Inevitably, there’s now a bunch of replies over there instead of over here…

Not being able to cancel threads in parallel is the smaller issue here, IMO.

The bigger issue is garbage collection.

Consider an accept loop. For each accepted connection you create a jthread object and put it into a list. Once the server is shutting down, the accept loop gets interrupted, the list of jthreads gets out of scope and individual jthreads gets cancelled. So far so good.

Now imagine that the server is running for a long period of time (months, years). It accepts, say, 100 connections per second. So, eventually, there’ll be a lot of jthreads in the list (over 3 billion a year). And most of them will be already done with their work, being just placeholders, so that accept loop doesn’t have to deal with exiting threads in asynchronous manner.
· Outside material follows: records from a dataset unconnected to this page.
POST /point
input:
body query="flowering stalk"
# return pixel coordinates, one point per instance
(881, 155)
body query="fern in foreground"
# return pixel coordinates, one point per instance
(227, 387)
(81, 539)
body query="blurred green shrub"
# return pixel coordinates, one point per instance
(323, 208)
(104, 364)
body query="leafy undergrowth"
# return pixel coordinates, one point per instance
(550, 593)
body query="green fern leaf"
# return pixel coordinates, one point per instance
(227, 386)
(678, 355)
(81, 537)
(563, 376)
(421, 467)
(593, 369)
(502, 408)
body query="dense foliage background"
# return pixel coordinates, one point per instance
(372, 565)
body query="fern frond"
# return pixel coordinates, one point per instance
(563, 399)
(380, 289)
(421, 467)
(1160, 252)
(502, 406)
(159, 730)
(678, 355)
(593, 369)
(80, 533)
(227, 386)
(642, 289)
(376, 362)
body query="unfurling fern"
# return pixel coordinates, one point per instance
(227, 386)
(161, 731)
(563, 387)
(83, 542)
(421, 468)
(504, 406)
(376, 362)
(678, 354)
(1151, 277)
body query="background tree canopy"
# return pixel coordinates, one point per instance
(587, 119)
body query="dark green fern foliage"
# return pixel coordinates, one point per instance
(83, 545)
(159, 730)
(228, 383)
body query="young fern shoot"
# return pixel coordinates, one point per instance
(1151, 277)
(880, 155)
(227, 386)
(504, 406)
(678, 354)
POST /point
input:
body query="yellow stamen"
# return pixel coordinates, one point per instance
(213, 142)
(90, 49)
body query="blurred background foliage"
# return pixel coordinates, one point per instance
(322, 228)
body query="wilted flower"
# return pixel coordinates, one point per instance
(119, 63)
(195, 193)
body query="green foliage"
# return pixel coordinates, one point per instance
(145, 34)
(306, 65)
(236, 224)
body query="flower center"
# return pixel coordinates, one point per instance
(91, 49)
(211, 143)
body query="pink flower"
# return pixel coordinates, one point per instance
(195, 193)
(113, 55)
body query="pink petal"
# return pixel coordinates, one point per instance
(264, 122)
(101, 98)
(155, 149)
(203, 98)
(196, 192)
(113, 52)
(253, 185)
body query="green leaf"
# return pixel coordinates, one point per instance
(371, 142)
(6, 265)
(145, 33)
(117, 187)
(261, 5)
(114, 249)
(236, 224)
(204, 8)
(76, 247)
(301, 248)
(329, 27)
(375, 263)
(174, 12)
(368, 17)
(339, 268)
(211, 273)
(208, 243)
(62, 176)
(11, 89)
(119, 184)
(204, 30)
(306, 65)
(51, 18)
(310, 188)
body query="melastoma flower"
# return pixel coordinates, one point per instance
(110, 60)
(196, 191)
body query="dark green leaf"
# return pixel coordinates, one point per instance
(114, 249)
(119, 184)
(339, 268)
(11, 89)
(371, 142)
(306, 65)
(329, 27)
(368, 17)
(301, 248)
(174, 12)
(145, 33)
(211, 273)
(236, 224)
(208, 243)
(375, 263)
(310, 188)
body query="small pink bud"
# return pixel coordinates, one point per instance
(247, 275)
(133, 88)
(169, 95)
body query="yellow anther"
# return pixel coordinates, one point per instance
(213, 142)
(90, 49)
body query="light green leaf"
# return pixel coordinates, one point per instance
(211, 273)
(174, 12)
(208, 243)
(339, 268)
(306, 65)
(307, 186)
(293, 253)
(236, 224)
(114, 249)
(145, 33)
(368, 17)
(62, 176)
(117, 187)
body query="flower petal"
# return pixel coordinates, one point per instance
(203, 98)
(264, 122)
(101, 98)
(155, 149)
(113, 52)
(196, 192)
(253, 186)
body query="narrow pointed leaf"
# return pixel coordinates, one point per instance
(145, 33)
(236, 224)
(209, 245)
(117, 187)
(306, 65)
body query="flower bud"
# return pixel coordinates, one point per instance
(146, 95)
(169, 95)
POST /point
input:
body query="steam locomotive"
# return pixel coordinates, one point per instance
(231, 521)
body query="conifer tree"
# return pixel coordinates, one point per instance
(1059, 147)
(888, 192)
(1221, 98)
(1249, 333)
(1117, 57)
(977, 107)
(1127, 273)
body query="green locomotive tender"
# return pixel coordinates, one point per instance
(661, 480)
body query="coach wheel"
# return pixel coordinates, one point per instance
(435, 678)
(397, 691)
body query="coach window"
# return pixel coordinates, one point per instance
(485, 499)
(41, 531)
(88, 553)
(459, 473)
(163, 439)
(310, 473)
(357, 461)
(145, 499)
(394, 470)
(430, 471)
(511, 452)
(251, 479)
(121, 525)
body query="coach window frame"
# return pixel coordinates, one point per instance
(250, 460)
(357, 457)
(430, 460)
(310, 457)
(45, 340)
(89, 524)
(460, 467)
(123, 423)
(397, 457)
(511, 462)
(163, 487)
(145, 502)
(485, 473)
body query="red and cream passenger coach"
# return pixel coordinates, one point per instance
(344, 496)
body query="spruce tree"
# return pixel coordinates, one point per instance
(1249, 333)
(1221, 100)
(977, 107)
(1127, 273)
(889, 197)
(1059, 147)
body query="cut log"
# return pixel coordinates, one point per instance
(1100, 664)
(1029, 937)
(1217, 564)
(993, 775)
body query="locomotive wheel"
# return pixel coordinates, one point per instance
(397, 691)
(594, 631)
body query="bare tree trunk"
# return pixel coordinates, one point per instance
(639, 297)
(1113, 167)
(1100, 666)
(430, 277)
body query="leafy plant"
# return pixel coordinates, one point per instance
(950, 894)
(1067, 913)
And even if the placeholders are small they will eventually eat all the available memory.

If, on the other hand, jthread object could manage multiple threads the problem would disappear. As a worker thread exists, it would be removed from the list in the background, by jthread itself. There would be no memory leaks.

Since each jthread represents an actual operating system thread, I guess it’s intended for cases where you know the total number of threads in advance (e.g., one thread per cpu)? On most systems, if you have a dynamic, unbounded set of tasks to do, and you try to spawn an OS thread for each of them, then the kernel scheduler will fall apart long before you start having problems from leaking old jthread handles.

Though, the one platform where this is somewhat workable is 64-bit Linux, and 64-bit Linux is a pretty common deployment target for high-performance servers.

Also Solaris. But yes, agreed, with moderate amount of threads created per second this is unlikely to be become a major problem before the server is restarted. Still, I kind of feel uneasy about having a construct in the language that is, in common scenarios, basically a memory leak.

CppCon talk by Lewis Baker on structured concurrency. This is using coroutines, not jthread.

C++ RAII doesn’t support async scope exit, so they go the route of making all concurrency operations lazy. There is hope that RAII will be extended to support an async destructor in the future.